Risk #2: Recorded audio evidence doesn’t clearly validate the investigative report.

In an ideal world, audio and video evidence eliminates he-said, she-said arguments. Without concrete recordings, investigative reports can be quickly dissected and torn apart by the defense as hearsay style incident reporting.


How can investigators strengthen a case with high quality audio devices?


With the major risks in mind, let’s examine a few of the ways law enforcement can strengthen an investigation when dedicated, high-quality audio devices are installed in police interview rooms.


Capture clear audio recordings

Just as devices with poor audio capture can be detrimental to police interview rooms, using high quality audio capture devices will produce clear and articulate recordings that strengthen a case.

Microphones designed with speech intelligibility are calibrated to be sensitive to the frequency of the human voice. Furthermore, products like the Louroe Electronics Verifact A USB microphone feature a wide dynamic range of >80dB. In layman’s terms, this means the device will catch everything from low subtle whispers to a thunderous rock concert. Devices like this are ideal for police interview rooms.
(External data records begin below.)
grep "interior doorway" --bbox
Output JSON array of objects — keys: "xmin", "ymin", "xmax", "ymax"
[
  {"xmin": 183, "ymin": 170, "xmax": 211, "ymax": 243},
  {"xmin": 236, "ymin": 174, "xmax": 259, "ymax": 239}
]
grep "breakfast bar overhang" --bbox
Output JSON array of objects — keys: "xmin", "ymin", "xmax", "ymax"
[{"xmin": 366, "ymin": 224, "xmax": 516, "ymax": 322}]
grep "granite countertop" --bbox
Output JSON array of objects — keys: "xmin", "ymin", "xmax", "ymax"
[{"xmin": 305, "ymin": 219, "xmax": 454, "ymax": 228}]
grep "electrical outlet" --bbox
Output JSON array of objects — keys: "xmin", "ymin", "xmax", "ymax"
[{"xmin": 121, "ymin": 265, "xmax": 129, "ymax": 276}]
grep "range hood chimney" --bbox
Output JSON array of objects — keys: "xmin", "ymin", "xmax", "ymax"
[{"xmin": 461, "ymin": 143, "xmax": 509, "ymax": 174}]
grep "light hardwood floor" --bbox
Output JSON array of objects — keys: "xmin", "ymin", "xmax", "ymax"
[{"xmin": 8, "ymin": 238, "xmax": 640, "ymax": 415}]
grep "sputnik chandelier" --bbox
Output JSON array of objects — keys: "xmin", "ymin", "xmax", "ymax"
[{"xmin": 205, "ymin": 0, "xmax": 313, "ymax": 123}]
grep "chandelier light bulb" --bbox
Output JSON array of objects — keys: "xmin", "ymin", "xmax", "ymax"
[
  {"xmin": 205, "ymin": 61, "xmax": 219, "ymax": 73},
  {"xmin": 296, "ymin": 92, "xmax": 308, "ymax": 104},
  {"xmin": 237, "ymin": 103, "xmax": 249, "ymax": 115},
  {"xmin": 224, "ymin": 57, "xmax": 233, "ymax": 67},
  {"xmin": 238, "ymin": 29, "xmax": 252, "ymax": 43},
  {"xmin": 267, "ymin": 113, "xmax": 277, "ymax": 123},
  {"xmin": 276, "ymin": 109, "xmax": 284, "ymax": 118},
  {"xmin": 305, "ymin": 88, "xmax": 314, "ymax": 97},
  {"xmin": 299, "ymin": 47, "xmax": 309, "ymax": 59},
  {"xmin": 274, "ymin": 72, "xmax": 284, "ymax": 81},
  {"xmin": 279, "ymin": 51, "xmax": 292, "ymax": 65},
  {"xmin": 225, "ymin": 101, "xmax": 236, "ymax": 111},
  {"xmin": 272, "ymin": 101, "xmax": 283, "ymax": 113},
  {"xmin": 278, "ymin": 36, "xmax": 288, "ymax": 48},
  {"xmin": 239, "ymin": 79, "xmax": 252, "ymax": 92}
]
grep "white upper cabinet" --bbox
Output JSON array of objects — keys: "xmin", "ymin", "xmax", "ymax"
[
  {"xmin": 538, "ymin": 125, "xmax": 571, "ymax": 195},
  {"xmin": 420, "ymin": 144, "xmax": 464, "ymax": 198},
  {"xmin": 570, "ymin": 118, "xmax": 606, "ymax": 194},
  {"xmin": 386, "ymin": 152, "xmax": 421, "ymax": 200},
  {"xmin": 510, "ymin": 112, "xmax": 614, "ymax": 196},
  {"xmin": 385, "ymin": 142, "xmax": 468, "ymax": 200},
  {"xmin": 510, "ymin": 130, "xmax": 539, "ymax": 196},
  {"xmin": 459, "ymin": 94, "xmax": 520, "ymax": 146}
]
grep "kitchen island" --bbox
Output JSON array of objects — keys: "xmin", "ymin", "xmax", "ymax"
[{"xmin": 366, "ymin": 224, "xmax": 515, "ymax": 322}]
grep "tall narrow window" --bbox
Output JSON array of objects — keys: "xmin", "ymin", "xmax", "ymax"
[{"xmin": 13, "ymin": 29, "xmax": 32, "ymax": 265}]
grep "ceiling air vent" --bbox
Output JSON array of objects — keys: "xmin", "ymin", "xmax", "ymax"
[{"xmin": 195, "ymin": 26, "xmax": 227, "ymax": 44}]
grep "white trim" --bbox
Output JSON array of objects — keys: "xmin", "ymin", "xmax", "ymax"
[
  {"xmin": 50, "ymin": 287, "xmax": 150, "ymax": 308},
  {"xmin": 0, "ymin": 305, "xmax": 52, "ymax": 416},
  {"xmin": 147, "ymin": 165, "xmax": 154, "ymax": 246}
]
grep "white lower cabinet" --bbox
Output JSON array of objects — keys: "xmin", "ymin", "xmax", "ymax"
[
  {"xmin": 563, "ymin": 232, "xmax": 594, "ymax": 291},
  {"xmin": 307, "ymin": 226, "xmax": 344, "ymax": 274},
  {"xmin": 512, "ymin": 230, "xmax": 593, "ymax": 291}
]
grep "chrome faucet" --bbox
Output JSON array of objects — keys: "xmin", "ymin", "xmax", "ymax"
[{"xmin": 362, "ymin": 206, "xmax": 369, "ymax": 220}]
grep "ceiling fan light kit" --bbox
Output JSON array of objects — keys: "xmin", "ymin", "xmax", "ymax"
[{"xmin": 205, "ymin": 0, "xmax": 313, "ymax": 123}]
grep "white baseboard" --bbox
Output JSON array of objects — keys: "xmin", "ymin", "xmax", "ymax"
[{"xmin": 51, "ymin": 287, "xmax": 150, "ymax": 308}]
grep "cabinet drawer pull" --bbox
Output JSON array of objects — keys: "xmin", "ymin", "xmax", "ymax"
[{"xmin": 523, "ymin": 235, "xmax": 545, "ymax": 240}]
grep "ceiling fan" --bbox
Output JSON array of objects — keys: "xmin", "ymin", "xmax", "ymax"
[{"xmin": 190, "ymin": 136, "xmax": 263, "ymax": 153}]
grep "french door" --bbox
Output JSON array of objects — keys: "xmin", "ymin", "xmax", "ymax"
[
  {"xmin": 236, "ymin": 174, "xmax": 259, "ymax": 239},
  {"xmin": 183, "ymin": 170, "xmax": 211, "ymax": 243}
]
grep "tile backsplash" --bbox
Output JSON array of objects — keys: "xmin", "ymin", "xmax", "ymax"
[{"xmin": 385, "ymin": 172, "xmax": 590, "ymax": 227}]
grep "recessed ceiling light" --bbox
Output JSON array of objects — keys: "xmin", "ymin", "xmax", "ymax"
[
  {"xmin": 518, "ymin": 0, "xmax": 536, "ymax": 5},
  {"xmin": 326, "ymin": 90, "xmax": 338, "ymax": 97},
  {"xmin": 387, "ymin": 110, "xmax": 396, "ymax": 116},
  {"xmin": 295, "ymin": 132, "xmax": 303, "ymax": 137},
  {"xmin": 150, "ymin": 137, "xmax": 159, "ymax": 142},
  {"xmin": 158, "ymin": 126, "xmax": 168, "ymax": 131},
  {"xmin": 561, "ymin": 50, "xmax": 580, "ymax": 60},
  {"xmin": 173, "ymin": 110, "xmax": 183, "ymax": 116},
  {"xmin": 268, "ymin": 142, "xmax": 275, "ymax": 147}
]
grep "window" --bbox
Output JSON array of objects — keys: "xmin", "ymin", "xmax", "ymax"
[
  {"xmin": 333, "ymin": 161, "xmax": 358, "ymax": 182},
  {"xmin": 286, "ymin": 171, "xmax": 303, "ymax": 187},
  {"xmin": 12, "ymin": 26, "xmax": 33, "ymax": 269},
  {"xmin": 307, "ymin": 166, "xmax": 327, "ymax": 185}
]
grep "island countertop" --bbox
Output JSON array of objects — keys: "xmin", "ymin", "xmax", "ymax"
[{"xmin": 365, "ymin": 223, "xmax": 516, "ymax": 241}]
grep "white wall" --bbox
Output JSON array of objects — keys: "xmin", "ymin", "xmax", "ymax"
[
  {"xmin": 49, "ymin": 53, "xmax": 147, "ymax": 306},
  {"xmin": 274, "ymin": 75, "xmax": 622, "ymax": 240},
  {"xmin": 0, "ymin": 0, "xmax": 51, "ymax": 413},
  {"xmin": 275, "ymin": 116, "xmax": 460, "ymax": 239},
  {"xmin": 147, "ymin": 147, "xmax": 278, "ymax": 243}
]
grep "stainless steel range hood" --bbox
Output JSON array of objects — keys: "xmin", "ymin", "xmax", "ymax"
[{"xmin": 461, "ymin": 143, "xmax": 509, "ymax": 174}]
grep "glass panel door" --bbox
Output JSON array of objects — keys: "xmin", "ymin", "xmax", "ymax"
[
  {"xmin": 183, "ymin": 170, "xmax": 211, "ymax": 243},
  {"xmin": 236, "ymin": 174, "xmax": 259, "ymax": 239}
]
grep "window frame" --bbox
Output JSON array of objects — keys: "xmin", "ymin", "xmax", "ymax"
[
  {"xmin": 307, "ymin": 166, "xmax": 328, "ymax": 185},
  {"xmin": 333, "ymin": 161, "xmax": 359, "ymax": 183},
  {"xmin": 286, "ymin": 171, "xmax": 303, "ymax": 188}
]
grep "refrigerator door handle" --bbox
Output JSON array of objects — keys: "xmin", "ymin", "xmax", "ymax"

This is especially important when criminal confessions typically happen when the suspect is slouched over, mumbling, and quietly admitting to the crime.


Reduce he-said, she-said incidents

A well-known criminal defense tactic is to discredit the investigative report. By discrediting the investigating officer’s testimony or report, the prosecution’s case is left to rely on concrete evidence or other sources of evidence.

This is why high-quality audio products are necessary. An intelligible confession is irrefutable evidence that eliminates he-said, she-said defense tactics.

Consider this: Suspects often know cameras are recording the interview. However, with a non-descript microphone such as the Louroe Verifact D, police can record audio inconspicuously. Housed in vandal-resistant casing, the Verifact D fits in a standard single gang electrical box and conceals a microphone behind an electrical outlet cover. This is ideal when police are waiting for a suspect to let their guard down during the interview process.

Another tactic police departments use is to place microphones close to the conversation, at eye level, or near the center of the room. The audio captured is inherently better due to simple proximity.


Produce a slam-dunk case

Best of all, no judge or jury will argue when they hear a clearly articulated confession in court. If the investigating officers are doing their due diligence during interviews and a confession is obtained, prosecution views this as a slam-dunk case.


While the benefits of using audio are clear, we hope this article will illuminate the many reasons police departments across the country are turning to high quality audio equipment for police interview rooms. If law enforcement officials want a smoking-gun type of confession, high-quality audio products coupled with video recording is the best solution.